Brazil doesn't have any anti-terror laws, which could help hinder it in pursuing suspected terrorists. But the country, fresh from memories of dictatorship, has been reluctant to pass too many laws granting extra powers to its security forces.
So is al Qaeda hanging out in Brazil? Maybe, according to "reports and rumors" of shady folks on the border with Argentina and Paraguay, where smugglers and other sorts tend to gather.
That's a long way off from coming up with a plot, let alone pulling one off.
South African officials worried during last year's World Cup in their country about a possible attack, and ratcheted up security. Al Shabaab, the terror group in Somalia, even thought about trying something, but decided security was too tight. (They struck at two night spots in Uganda instead.)

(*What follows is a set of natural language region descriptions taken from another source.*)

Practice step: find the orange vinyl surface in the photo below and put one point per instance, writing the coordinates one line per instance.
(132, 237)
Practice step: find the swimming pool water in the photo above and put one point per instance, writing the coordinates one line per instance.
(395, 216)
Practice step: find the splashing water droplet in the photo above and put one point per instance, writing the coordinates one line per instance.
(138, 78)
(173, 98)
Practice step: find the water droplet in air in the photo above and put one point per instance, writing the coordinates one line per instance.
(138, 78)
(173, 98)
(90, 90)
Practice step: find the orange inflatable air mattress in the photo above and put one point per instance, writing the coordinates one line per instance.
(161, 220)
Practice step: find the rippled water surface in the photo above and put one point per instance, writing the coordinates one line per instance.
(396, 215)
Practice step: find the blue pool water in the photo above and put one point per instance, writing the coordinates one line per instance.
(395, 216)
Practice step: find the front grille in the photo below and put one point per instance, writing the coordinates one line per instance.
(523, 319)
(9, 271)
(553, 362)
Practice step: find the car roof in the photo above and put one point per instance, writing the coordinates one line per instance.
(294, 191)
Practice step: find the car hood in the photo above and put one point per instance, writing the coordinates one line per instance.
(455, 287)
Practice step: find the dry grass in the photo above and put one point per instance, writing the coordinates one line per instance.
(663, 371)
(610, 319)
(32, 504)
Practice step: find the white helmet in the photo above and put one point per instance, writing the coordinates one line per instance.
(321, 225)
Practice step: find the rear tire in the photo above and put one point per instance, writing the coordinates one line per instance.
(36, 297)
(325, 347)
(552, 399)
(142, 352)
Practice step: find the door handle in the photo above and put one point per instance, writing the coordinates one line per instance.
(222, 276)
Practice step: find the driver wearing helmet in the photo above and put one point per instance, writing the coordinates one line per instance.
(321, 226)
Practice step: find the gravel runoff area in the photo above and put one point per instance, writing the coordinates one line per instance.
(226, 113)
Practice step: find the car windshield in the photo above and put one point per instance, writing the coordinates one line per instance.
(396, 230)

It's hard to launch attacks at high-profile events. Everybody's watching. And you can bet that even if the Brazilians aren't experienced in counterterrorism, the Americans will be all over it, especially since they're really into being friends with Brazil these days. It's actually a perfect opportunity for the US to show Brazil that they really need each other.
Not to worry, Brazil. Team America will be all over it.